As described above, by using the compound of the present invention as a charge control agent for a toner for developing an electrostatic charge image, a toner for developing an electrostatic charge image in which a charge control agent is uniformly dispersed can be obtained. This toner has a good image density from the initial stage and can obtain a fog-free copy image, and the image density does not decrease even when a large number of copies are piled up, and the electrostatic charge image of the present invention can be obtained. It is possible to obtain a good toner which does not change with time due to heating and does not change in characteristics due to heat stress during storage or transportation of the toner before or after purchase.

Claims (7)

[Claims] 1. An electrostatic charge image developing toner containing at least a binder resin, a colorant and a charge control agent, wherein the charge control agent is a compound represented by the following general formula (1).
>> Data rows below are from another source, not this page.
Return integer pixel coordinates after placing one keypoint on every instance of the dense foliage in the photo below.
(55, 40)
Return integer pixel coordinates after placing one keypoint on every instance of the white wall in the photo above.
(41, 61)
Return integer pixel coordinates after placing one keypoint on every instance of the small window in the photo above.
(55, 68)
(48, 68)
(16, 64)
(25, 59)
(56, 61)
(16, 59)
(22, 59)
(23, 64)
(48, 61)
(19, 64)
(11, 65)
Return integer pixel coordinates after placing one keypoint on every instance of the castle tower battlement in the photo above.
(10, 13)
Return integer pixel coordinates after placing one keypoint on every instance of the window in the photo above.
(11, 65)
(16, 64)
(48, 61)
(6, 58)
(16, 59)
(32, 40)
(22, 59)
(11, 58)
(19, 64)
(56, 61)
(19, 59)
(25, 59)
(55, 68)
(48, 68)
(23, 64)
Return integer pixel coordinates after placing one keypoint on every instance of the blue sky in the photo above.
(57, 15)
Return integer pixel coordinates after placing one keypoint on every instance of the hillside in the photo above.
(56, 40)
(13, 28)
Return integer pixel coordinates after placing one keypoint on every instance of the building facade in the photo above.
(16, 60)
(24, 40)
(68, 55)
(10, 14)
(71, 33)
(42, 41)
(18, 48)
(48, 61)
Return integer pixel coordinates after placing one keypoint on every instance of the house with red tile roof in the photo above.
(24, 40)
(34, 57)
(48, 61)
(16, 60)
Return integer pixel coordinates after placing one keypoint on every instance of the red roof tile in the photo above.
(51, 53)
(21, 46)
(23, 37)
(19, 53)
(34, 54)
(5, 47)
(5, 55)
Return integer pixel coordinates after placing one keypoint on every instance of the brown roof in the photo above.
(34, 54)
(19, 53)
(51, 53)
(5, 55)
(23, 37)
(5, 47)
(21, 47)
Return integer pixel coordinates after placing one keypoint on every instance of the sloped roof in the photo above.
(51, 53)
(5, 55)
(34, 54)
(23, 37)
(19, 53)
Toner for charge image development. [Chemical 1] (Wherein, R represents a monovalent aliphatic group, saturated or unsaturated C ₅ ~C _25.) 2. The electrostatic charge according to claim 1, wherein the content of the compound represented by the general formula (1) is 0.1 to 10 parts by weight with respect to 100 parts by weight of the binder resin. Toner for image development. 3. The toner for developing an electrostatic image according to claim 1, wherein the compound represented by the general formula (1) has a volume average particle size of 0.5 to 40 μm. 4. The toner for developing an electrostatic charge image according to claim 1, wherein the toner has a positive charging property. 5. The toner for developing an electrostatic charge image according to claim 1, wherein the toner is a dry non-magnetic toner. 6. The toner for developing an electrostatic charge image according to claim 1, wherein the toner is a dry magnetic toner. 7. C.I. of structural formula (2) I. Solvent
A toner for developing an electrostatic image, comprising a compound obtained by reacting Violet 8 with a fatty acid represented by the general formula (3). [Chemical 2] (Wherein, R represents a monovalent aliphatic group, saturated or unsaturated C ₅ ~C _25.)